Selanjutnya KLHK bekerjasama dengan Asosiasi Pengusaha Ritel Indonesia (APRINDO) dan beberapa lembaga (BPKN, YLKI) melaksanakan uji coba KPB dengan SE No. S.1230/PSLB3-PS/2016 Tentang Harga dan Mekanisme Penerapan Kantong Plastik Berbayar Pada Usaha Ritel Modern min Rp.200 (uji coba 1, 17/02/2016). Selanjutnya disusul beberapa kali SE yang dikeluarkan oleh mantan Dirjen PSLB3 KLHK.
Setelah KPB berjalan beberapa bulan, muncul resistensi dari publik. Kemudian APRINDO menghentikannya pada tanggal 1 Oktober 2016 karena alasan dasar hukumnya lemah. Lebih mengherankan APRINDO (1/3/2019) tanpa menyelesaikan dana KPB sebelumnya, dengan berani menjalankan kembali KPB dengan mengganti nama programnya menjadi Kantong Plastik Tidak Gratis (KPTG) dengan hanya berdasar pada kesepakatan anggotanya peritel saja? Tapi tentu atas kesepakatan KLHK, karena SE KPB yang lalu belum pernah dicabut.

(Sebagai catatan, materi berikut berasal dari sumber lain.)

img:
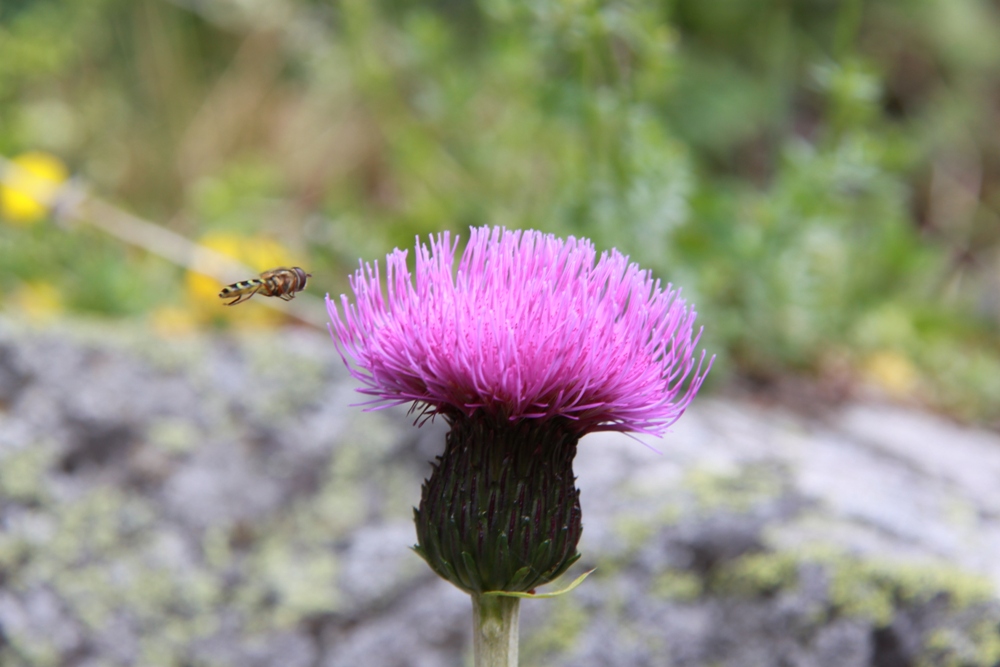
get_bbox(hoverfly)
[219,266,312,306]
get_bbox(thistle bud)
[414,411,582,594]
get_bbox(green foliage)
[0,0,1000,418]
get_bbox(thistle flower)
[327,227,710,435]
[327,227,711,666]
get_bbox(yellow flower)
[0,152,69,225]
[9,280,64,323]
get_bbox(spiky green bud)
[414,412,582,594]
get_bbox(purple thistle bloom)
[327,227,714,435]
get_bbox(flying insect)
[219,266,312,306]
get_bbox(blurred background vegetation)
[0,0,1000,426]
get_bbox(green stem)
[472,594,521,667]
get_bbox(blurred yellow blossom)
[864,350,920,398]
[0,152,69,224]
[7,280,64,323]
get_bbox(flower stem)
[472,594,521,667]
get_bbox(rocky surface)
[0,321,1000,667]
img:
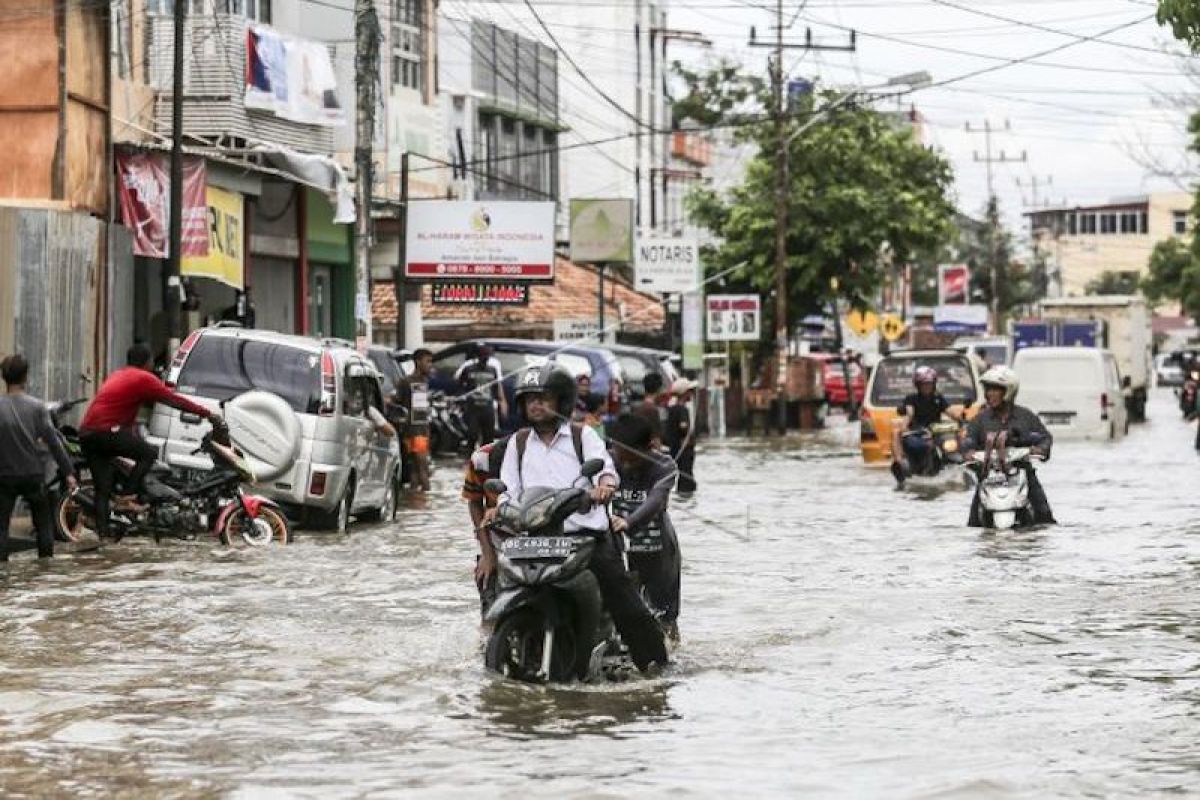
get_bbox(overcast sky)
[670,0,1200,236]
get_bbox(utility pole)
[750,0,857,433]
[965,120,1028,333]
[162,0,187,357]
[354,0,382,343]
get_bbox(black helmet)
[514,361,578,423]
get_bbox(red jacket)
[79,367,212,432]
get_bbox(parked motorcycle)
[970,447,1044,530]
[485,459,625,682]
[430,392,470,456]
[55,419,292,547]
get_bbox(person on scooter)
[962,367,1057,528]
[892,366,962,483]
[610,414,680,642]
[79,343,224,536]
[499,361,667,672]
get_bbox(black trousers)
[0,475,54,561]
[629,527,683,624]
[463,403,496,450]
[590,533,667,669]
[79,431,158,535]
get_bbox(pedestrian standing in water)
[0,355,77,561]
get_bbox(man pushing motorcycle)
[964,367,1057,528]
[892,366,962,485]
[488,361,667,672]
[79,344,224,537]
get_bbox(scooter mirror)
[580,458,604,480]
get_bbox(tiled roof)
[371,258,664,338]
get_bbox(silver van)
[149,325,400,531]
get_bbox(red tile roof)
[371,258,664,338]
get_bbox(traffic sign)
[846,311,880,336]
[880,314,907,342]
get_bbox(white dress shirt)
[500,422,620,531]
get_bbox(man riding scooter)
[962,367,1057,528]
[892,366,962,485]
[79,344,224,537]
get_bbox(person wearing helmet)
[491,361,667,670]
[892,366,962,483]
[962,367,1057,528]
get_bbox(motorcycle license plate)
[500,536,575,559]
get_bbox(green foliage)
[1084,270,1139,295]
[1141,239,1200,317]
[680,65,954,330]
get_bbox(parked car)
[809,353,866,407]
[1154,353,1183,386]
[149,325,400,531]
[430,339,625,431]
[950,336,1013,368]
[604,344,679,399]
[859,350,983,464]
[1013,347,1129,439]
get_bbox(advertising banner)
[937,264,971,306]
[571,198,634,264]
[706,294,762,342]
[432,283,529,306]
[404,200,554,282]
[634,236,701,294]
[179,186,245,289]
[116,152,209,258]
[245,25,346,126]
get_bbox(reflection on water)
[0,397,1200,799]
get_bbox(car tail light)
[859,414,880,441]
[313,350,337,417]
[166,331,200,389]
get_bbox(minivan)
[1013,347,1129,439]
[149,324,400,531]
[859,350,983,464]
[430,338,625,431]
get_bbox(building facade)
[1025,192,1194,296]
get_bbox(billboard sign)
[634,236,701,294]
[432,282,529,306]
[937,264,971,306]
[404,200,554,282]
[704,294,762,342]
[571,198,634,264]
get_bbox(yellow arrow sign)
[880,314,906,342]
[846,311,880,336]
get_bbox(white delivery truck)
[1042,295,1154,422]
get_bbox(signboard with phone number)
[430,283,529,306]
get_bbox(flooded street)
[0,392,1200,798]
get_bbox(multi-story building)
[1025,192,1193,296]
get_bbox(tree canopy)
[680,64,954,330]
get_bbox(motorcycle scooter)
[484,458,632,684]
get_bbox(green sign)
[571,199,634,264]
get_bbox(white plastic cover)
[224,391,300,481]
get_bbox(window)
[391,0,425,91]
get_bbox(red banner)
[116,152,209,258]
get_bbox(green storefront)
[305,188,355,341]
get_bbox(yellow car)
[859,350,983,465]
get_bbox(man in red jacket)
[79,344,223,536]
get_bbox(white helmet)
[979,367,1021,403]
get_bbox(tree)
[680,65,954,338]
[1141,239,1200,317]
[1084,270,1139,295]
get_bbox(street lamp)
[775,71,932,432]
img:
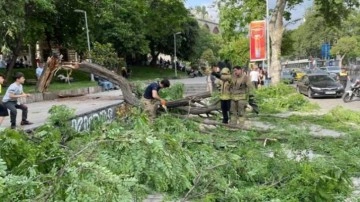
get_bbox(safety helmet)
[220,67,230,74]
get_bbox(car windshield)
[309,75,334,83]
[328,67,340,71]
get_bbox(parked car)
[280,71,294,84]
[306,68,337,80]
[290,68,305,81]
[321,66,341,76]
[296,73,345,98]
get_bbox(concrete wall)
[0,86,103,104]
[71,104,121,132]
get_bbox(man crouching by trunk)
[141,79,170,122]
[3,72,32,129]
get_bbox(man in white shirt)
[35,63,44,80]
[2,72,32,129]
[250,65,259,89]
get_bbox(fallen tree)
[79,62,219,115]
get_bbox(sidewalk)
[1,77,205,130]
[2,90,123,130]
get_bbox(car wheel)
[308,88,313,98]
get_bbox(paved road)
[2,77,360,129]
[175,77,360,113]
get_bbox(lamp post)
[266,0,270,79]
[174,32,181,78]
[74,9,95,81]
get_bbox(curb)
[0,86,103,104]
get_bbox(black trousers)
[4,101,28,126]
[340,80,347,88]
[220,100,231,123]
[252,81,259,89]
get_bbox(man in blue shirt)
[141,79,170,121]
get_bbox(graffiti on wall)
[71,106,116,132]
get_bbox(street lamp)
[74,9,95,81]
[266,0,271,77]
[174,32,181,78]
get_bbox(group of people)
[0,72,32,129]
[206,66,257,125]
[249,65,268,89]
[141,66,264,125]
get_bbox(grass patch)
[0,68,98,93]
[130,66,187,81]
[255,84,319,113]
[22,81,98,93]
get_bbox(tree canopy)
[219,0,360,83]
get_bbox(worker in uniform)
[337,67,350,89]
[230,66,254,125]
[216,67,231,124]
[141,79,170,122]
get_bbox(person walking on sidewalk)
[141,79,170,122]
[337,67,350,89]
[2,72,32,129]
[0,74,9,131]
[230,66,254,125]
[250,65,259,89]
[217,67,231,124]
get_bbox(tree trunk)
[36,57,59,93]
[6,36,22,81]
[150,47,160,66]
[270,32,282,84]
[79,62,140,106]
[339,54,346,68]
[269,0,286,85]
[29,43,37,68]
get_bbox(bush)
[255,84,318,113]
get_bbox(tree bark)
[29,43,37,67]
[6,35,22,81]
[79,62,140,106]
[36,56,59,93]
[269,0,286,85]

(Baca: Kantong Plastik Berbayar Blunder Presiden Jokowi)
Menelusuri perjalanan kebijakan KLHK dalam mengatasi - solusi - sampah plastik sejak tahun 2015 sampai sekarang dengan mendukung kebijakan Pemda dalam mengeluarkan Peraturan Gubernur dan Peraturan Walikota tentang larangan penggunaan Kantong Plastik, PS-Foam dan Sedotan Plastik. Sungguh ironis masalah ini, karena sesungguhnya banyak kemasan PSP lainnya yang dibiarkan.
Kelihatan ada kenderungan atau indikasi untuk menutup atau mengalihkan perhatian atas dugaan adanya gratifikasi (KKN) atas dana KPB-KPTG yang telah dipungut oleh ritel modern dari konsumennya sejak tahun 2016. Bahkan saat ini, di Surabaya kebijakan tersebut "dipaksakan" masuk ke pasar tradisional. (Baca: Siap-siap Larangan Penggunaan Plastik akan Menyasar Pasar Tradisional).
APRINDO juga perlu diberi pemahaman tentang amanat regulasi sampah. Sepertinya tidak mengerti masalah sampah yang mendera bangsa. Malah diduga oknum-oknum tertentu "memanfaatkan" situasi yang carut-marut dan sangat berpotensi terjadi pelanggaran pidana khusus (gratifikasi).
Dana KPB yang lalu saja belum dipertanggungjawabkan. Kemana dana itu ? Lalu melanjutkan lagi program KPTG. Sungguh keterlaluan dalam memetik dana dari masyarakat (baca: konsumen), dengan alasan penyelamatan lingkungan.
Begitu gigihnya KLHK dalam mengendorse pelarangan plastik. Sampai muncul "dukungan atau apresiasi" Direktur Pengelolaan Sampah PSLB3 KLHK Dr. Novrizal Tahar dengan hastag #MulaiTanpaSedotan "seakan" mengapresiasi gerakan "Tanpa Sedotan"Â yang dilakukan oleh restoran cepat saji McDonalds di Indonesia.
Padahal sangat jelas gerakan tanpa sedotan tersebut diendors oleh pemerintah dan/atau pemda. Tidak mungkin McDonald dengan sendirinya melakukan hal yang menjadi kebutuhan konsumennya. Tanpa ada seruan atau larangan penggunaan sedotan plastik dari pemerintah dan pemda sendiri.
Menteri LHK beserta jajarannya, sepertinya tidak peduli pada amanat regulasi UUPS. Diduga Menteri Nurbaya hanya menerima laporan "asal ibu senang" dari para pembantu-pembantunya di PSLB3. Sehingga menurut saja melakukan sebuah kesalahan fatal atas solusi sampah dan sampah plastik.
Menteri LHK Dr. Siti Nurbaya Bakar beserta seluruh pembantunya, hanya sibuk mengurus pelarangan kantong plastik, ps-foam dan sedotan plastik dengan segala cara tanpa memperdulikan UUPS. Ditengarai akan mengendorse puluhan pemda untuk "memaksa" untuk melarang kantong plastik.